Garden of the Gods is a public park located in Colorado Springs, Colorado, USA. It was designated a National Natural Landmark in 1971. The Garden of the Gods rock formations were created during a geological upheaval along a natural fault line millions of years ago. Archaeological evidence shows that prehistoric people visited Garden of the Gods about 1330 BC. About 250 BC Native American people camped in the park. They are believed to have been attracted to wildlife and plant life in the area and used overhangs created by the rocks for shelter. There are many native peoples who have reported a connection to Garden of the Gods, including Ute, Comanche, Apache, Kiowa, Shoshone, Cheyenne, Pawnee and Lakota people. The area was first called Red Rock Corral. Then, in August 1859, two surveyors who helped to set up Colorado City explored the site. One of the surveyors, M. S. Beach, suggested that it would be a “capital place for a beer garden.” His companion, the young Rufus Cable, awestruck by the impressive rock formations, exclaimed, “Beer Garden! Why it is a fit place for the gods to assemble. We will call it the Garden of the Gods.” The Garden of the Gods Park is popular for hiking, technical rock climbing, road and mountain biking and horseback riding. It attracts more than two million visitors a year and becomes the city’s most visited park. There are more than 15 miles of trails with a 1.5 mile trail running through the heart of the park that is paved and wheelchair accessible. Annual events including two summer running races, recreational bike rides and Pro Cycling Challenge Prologue also take place in this park. Because of the unusual and steep rock formations in the park, it is an attractive goal for rock climbers. Rock climbing is permitted, with annual permit obtained at the Garden of the Gods Visitor and Nature Center. The requirements are following the “Technical Climbing Regulations and Guidelines,” using proper equipment, climbing with a “buddy”, and staying on established climbing routes. Precipitation makes rocks unstable and therefore climbing is not allowed when the rocks are wet or icy. There are fines for unregistered climbers, and possibly rescue costs. Several fatalities have occurred over the years, generally because the climber was not wearing safety equipment or the equipment failed.
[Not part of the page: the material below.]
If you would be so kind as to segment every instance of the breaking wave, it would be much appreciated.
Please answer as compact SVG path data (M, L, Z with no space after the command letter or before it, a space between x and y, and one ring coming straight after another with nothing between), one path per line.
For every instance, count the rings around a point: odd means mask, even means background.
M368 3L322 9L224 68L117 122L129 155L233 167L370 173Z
Pikes Peak (originally Pike’s Peak) is a mountain in the Front Range of the Rocky Mountains within Pike National Forest, 10 miles west of Colorado Springs, Colorado, in El Paso County in the United States of America. Originally called “El Capitán” by Spanish settlers, the mountain was renamed Pike’s Peak after Zebulon Pike, Jr., an explorer who led an expedition to the southern Colorado area in 1806. The Arapaho name is heey-otoyoo’ (“long mountain”). At 14,115 feet, it is one of Colorado’s 54 fourteeners, mountains that rise more than 14,000 feet above mean sea level, and rises 8,400 feet above the city of Colorado Springs. Pikes Peak is a designated National Historic Landmark. There are several visitor centers on Pikes Peak, some with a gift shop and restaurant. These centers are located at 6 mile, 12-mile and the summit itself, and there are several ways to ascend the mountain. The Manitou and Pike’s Peak Railway is a cog railroad operating from Manitou Springs to the summit year-round, conditions permitting. Automobiles can be driven to the summit via the Pikes Peak Highway, a 19 mi road that starts a few miles up Ute Pass at Cascade. This road, which until October 2011 was unpaved after the halfway point, was made famous worldwide by the short film Climb Dance featuring Ari Vatanen racing his Peugeot automobile up the steep, twisty slopes as part of the annual Pikes Peak International Hill Climb race. The road has a series of switchbacks, treacherous at high speed, called “The W’s” for their shape on the side of the mountain. The road is maintained by the city of Colorado Springs as a toll road.